Como cada verano, fui a casa de mis abuelos. Ellos vivían en Lloret de mar, un pueblo de la Costa Brava.
Su piso era muy pequeño; pero, a la vez, muy acogedor. Lo que más me gustaba de ese piso era que tenía vistas directas al mar. Cada vez que miraba esa inmensa extensión de agua, tan clara, de un azul tan intenso, siempre me relajaba y me inspiraba una gran tranquilidad.
Cada vez que veía las gaviotas revolotear sobre el mar en busca de alimento, soñaba con poder convertirme en una de ellas, para poder ver ese magnífico mar desde una perspectiva desde la que poder apreciar toda su belleza, y para poder ser libre y volar hacia otro lugar, donde poder contemplar otros mares que roben mi corazón, como ya robó en su momento el mar de Lloret.

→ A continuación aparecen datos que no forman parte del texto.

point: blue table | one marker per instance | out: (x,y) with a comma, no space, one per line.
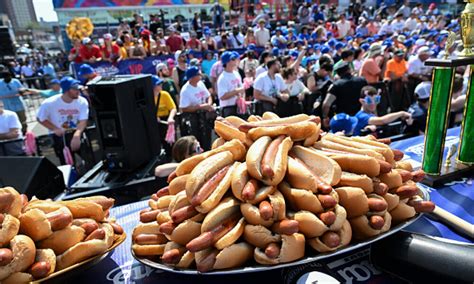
(120,267)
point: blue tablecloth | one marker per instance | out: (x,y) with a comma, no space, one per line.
(120,267)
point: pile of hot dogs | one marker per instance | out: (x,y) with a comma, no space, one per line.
(270,186)
(40,237)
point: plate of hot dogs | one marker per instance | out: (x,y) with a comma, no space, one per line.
(276,192)
(42,239)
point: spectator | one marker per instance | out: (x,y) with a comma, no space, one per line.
(65,116)
(166,111)
(370,68)
(262,35)
(229,84)
(89,52)
(110,50)
(269,88)
(367,116)
(195,103)
(10,128)
(11,91)
(344,93)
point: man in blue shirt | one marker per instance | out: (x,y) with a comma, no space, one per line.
(367,117)
(11,91)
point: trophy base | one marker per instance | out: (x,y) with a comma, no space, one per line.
(455,171)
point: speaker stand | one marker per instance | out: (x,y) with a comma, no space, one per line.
(124,187)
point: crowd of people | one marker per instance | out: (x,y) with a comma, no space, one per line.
(358,69)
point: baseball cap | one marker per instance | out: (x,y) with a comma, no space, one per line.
(228,56)
(155,80)
(191,72)
(85,69)
(423,90)
(343,122)
(68,83)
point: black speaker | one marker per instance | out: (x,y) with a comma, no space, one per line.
(126,119)
(6,42)
(33,176)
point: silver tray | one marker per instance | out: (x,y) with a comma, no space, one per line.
(261,268)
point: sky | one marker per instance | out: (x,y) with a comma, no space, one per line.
(44,9)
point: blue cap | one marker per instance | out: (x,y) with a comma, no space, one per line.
(191,72)
(227,56)
(54,81)
(155,80)
(85,69)
(68,83)
(343,122)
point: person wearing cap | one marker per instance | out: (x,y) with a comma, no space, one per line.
(65,116)
(262,34)
(11,92)
(367,118)
(371,67)
(110,50)
(229,84)
(343,93)
(270,88)
(166,110)
(343,123)
(195,103)
(89,51)
(54,89)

Hasta cuando el mar está revuelto, me parece algo maravilloso. Mis abuelos siempre me dicen que no me acerque a la playa los días que haya temporal marítimo, pero yo no les hago mucho caso, ya que, a mí, no me gustaría desperdiciar una oportunidad para ver la naturaleza en su máximo esplendor.
Cada día, espero impaciente que llegue el alba, para poder ver ese magnífico momento, cuando el sol se esconde a través de un horizonte, el cual nadie puede alcanzar.
Disfruto de todos estos momentos, hasta que llega el trágico día en que tengo que volver a mi casa, la cual, comparada con el piso de mis abuelos, no vale para nada.
El piso de mis abuelos podrá ser pequeño; pero, cada año, espero impaciente volver a ver ese hermoso mar, el cual nunca olvidaré.